A tougher Food and Drug Administration approval process and increasingly cost-conscious hospitals are pushing medical suppliers and devicemakers to pursue buybacks, dividends or acquisitions to appease shareholders in the wake of slow sales growth, according to a Moody's Investors Service report.
Late News: Suppliers look to buybacks in wake of slow growth
Diana Lee, a senior credit officer for Moody's, said in a news release that the ratings agency expects manufacturers to engage in “shareholder-friendly initiatives” over the next year and a half to satisfy shareholders and encourage growth. Acquisition opportunities will be limited because of the difficulties involved in finding deals that make strategic sense and agreeing on the value of the assets, Moody's said.

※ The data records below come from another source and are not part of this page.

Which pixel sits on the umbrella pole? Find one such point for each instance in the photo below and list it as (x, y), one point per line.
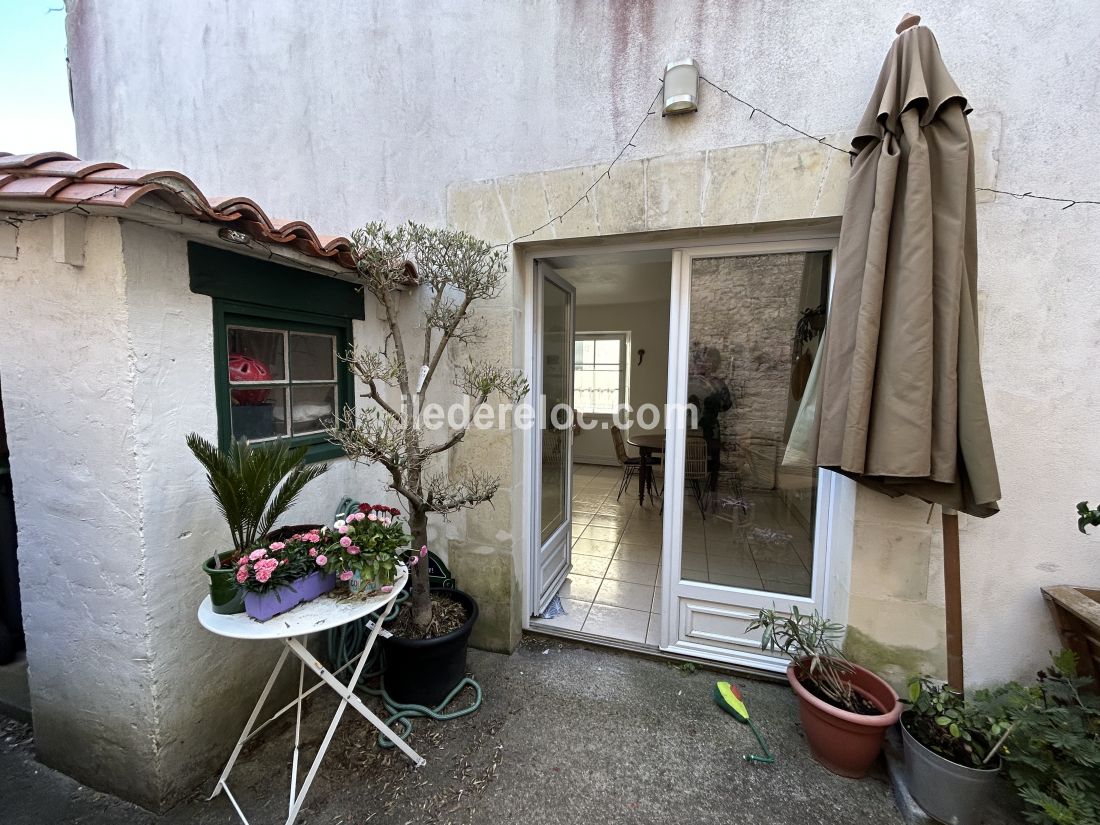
(953, 598)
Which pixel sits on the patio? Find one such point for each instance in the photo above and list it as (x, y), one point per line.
(568, 734)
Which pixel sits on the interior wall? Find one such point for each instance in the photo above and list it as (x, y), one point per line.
(648, 325)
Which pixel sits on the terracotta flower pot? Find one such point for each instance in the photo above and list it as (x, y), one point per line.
(847, 743)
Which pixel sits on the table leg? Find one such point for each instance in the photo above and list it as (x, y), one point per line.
(348, 697)
(297, 738)
(248, 727)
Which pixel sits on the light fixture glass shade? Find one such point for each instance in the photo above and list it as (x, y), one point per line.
(681, 87)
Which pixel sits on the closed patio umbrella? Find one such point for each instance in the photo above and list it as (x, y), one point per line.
(897, 402)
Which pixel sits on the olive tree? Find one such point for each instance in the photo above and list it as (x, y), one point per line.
(454, 271)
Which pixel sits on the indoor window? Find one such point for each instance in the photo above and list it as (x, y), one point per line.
(600, 372)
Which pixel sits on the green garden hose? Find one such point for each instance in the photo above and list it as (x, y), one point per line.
(345, 641)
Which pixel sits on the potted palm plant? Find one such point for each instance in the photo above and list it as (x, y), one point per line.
(426, 653)
(254, 486)
(845, 708)
(950, 751)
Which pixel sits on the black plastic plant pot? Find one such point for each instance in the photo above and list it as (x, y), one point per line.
(226, 597)
(424, 671)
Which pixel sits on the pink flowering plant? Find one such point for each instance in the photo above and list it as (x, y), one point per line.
(366, 546)
(281, 563)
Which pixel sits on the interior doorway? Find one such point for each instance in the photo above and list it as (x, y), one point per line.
(684, 518)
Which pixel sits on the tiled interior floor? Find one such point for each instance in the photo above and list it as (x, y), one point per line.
(613, 587)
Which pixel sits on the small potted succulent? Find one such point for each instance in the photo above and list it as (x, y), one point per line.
(366, 547)
(253, 485)
(284, 574)
(950, 751)
(845, 708)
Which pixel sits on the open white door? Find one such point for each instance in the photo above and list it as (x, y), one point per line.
(554, 301)
(743, 530)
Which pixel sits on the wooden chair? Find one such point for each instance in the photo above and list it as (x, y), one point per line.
(629, 464)
(696, 471)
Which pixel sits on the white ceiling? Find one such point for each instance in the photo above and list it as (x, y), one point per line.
(618, 277)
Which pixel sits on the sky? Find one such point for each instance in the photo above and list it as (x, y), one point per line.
(36, 114)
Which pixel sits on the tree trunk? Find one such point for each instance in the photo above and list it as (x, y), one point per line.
(421, 596)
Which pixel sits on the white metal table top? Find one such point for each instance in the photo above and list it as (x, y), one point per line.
(311, 617)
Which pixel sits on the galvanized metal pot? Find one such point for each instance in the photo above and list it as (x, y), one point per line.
(949, 792)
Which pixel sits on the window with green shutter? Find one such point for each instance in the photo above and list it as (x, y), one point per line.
(278, 336)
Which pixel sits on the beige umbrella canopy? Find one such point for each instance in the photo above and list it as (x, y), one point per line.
(897, 400)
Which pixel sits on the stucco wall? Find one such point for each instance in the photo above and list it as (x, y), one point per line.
(107, 366)
(83, 571)
(556, 85)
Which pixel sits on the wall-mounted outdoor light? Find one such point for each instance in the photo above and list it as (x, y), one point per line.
(681, 87)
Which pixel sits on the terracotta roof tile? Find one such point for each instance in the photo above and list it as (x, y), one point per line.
(43, 187)
(67, 180)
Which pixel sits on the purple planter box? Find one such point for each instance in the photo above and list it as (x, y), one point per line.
(263, 606)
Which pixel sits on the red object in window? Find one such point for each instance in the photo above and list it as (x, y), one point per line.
(242, 367)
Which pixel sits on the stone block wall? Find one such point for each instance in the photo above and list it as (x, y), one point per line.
(745, 310)
(895, 620)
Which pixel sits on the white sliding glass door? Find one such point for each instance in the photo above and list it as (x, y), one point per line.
(743, 530)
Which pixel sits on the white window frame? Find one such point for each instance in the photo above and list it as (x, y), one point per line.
(624, 392)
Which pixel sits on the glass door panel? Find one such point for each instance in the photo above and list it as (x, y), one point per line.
(554, 449)
(557, 373)
(754, 330)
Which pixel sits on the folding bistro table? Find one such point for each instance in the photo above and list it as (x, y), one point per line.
(292, 628)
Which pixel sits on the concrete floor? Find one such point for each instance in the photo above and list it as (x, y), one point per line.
(569, 734)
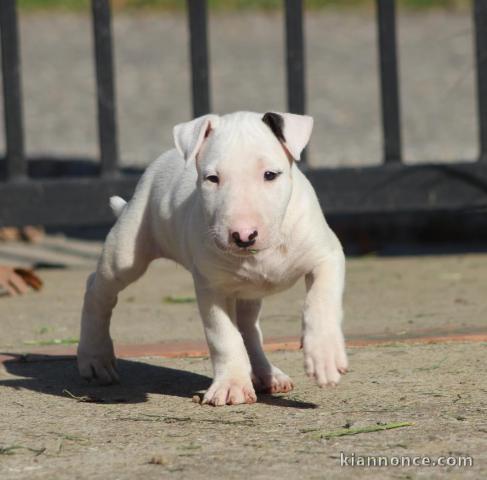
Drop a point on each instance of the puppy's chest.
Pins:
(257, 277)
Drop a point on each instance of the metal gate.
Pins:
(390, 187)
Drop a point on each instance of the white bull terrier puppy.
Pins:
(230, 205)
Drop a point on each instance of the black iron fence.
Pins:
(390, 187)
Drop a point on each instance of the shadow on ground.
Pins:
(58, 375)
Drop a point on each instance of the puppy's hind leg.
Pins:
(266, 377)
(128, 250)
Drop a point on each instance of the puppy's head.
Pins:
(244, 163)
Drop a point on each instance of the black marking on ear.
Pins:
(276, 123)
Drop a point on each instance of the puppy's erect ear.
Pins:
(293, 131)
(189, 136)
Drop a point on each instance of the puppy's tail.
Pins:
(117, 204)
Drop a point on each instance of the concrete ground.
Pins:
(247, 73)
(417, 339)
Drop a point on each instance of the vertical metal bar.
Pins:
(480, 22)
(105, 85)
(200, 76)
(295, 56)
(12, 95)
(295, 68)
(389, 82)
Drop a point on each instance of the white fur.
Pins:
(177, 213)
(117, 204)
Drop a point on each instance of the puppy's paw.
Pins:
(325, 357)
(98, 364)
(229, 391)
(271, 381)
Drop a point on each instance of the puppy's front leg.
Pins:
(323, 344)
(266, 377)
(232, 383)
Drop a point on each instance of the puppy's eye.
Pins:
(213, 178)
(269, 176)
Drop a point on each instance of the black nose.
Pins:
(244, 244)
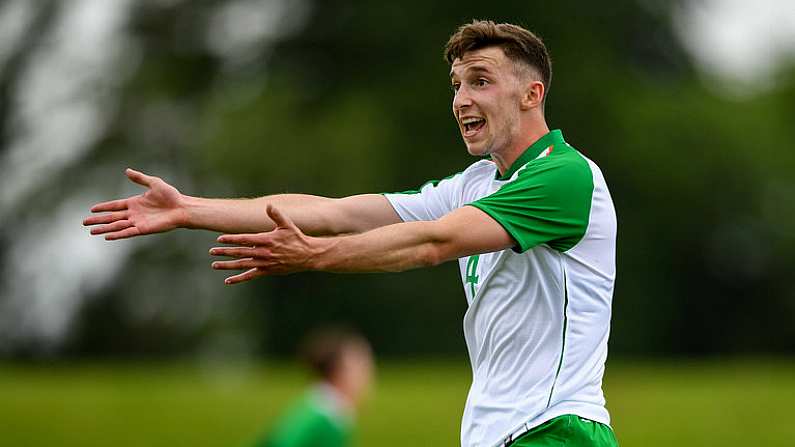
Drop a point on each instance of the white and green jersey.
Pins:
(539, 314)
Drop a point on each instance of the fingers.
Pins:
(238, 264)
(234, 252)
(112, 227)
(243, 239)
(123, 234)
(113, 205)
(245, 276)
(139, 177)
(105, 218)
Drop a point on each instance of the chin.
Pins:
(477, 150)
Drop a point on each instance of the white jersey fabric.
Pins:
(539, 314)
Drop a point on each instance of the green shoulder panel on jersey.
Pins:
(548, 202)
(433, 183)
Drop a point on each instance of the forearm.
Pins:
(391, 248)
(314, 215)
(248, 215)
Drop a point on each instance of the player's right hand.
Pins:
(156, 210)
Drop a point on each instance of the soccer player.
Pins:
(342, 361)
(533, 229)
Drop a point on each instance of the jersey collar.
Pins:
(552, 138)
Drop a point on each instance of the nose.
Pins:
(461, 100)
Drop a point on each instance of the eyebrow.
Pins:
(476, 69)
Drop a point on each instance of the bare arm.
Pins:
(163, 208)
(397, 247)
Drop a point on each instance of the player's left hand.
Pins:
(283, 250)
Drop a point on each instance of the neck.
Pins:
(528, 134)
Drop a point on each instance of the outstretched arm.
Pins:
(397, 247)
(162, 208)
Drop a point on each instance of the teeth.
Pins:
(471, 120)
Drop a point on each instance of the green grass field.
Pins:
(674, 403)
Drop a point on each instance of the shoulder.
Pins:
(564, 166)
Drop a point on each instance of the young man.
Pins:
(342, 363)
(533, 229)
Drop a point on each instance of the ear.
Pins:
(533, 95)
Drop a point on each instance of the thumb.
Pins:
(279, 219)
(139, 177)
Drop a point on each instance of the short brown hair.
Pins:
(518, 44)
(323, 348)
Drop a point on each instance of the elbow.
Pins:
(432, 255)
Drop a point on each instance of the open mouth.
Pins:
(472, 126)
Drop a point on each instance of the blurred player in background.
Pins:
(531, 224)
(342, 364)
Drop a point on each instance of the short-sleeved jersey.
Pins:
(319, 419)
(539, 314)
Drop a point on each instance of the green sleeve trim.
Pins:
(548, 202)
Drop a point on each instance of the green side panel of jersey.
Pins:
(306, 425)
(568, 430)
(549, 202)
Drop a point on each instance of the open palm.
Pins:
(156, 210)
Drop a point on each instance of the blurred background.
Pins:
(688, 106)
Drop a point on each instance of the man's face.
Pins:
(487, 98)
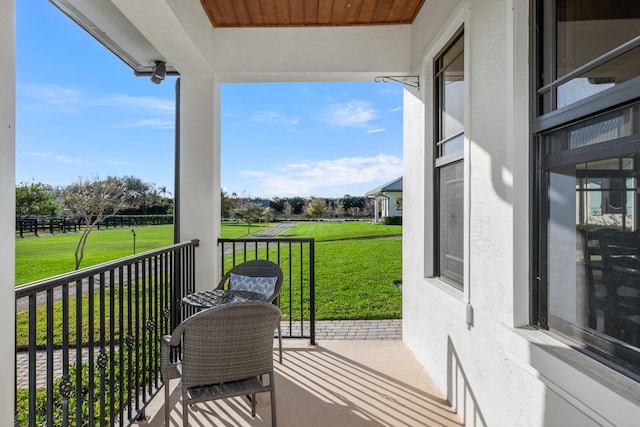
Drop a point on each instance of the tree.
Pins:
(226, 205)
(287, 209)
(95, 200)
(35, 199)
(317, 207)
(268, 215)
(248, 212)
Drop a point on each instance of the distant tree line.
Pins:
(92, 202)
(254, 209)
(37, 199)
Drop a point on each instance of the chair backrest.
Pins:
(226, 343)
(256, 275)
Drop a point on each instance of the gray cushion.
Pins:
(262, 285)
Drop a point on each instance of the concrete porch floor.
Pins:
(335, 383)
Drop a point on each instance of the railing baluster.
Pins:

The companies most likely to pursue acquisitions, buybacks or dividends are those that manufacture products considered vulnerable to consumer demand, such as orthopedic implants, and companies dealing with product concerns about safety, efficacy and appropriate use. Several manufacturers, including Boston Scientific Corp., Medtronic and St. Jude Medical, have been hurt by a federal investigation into the use of implantable cardioverter defibrillators, Moody's said (April 25).
Also, hospitals are increasingly coordinating with physicians to cut costs on expensive items preferred by physicians, such as stents, ICDs and orthopedic implants. “Devicemakers have relied on product innovation to sell premium products that can garner higher pricing than existing products,” Moody's said. “We believe that it will become tougher for this strategy to succeed.”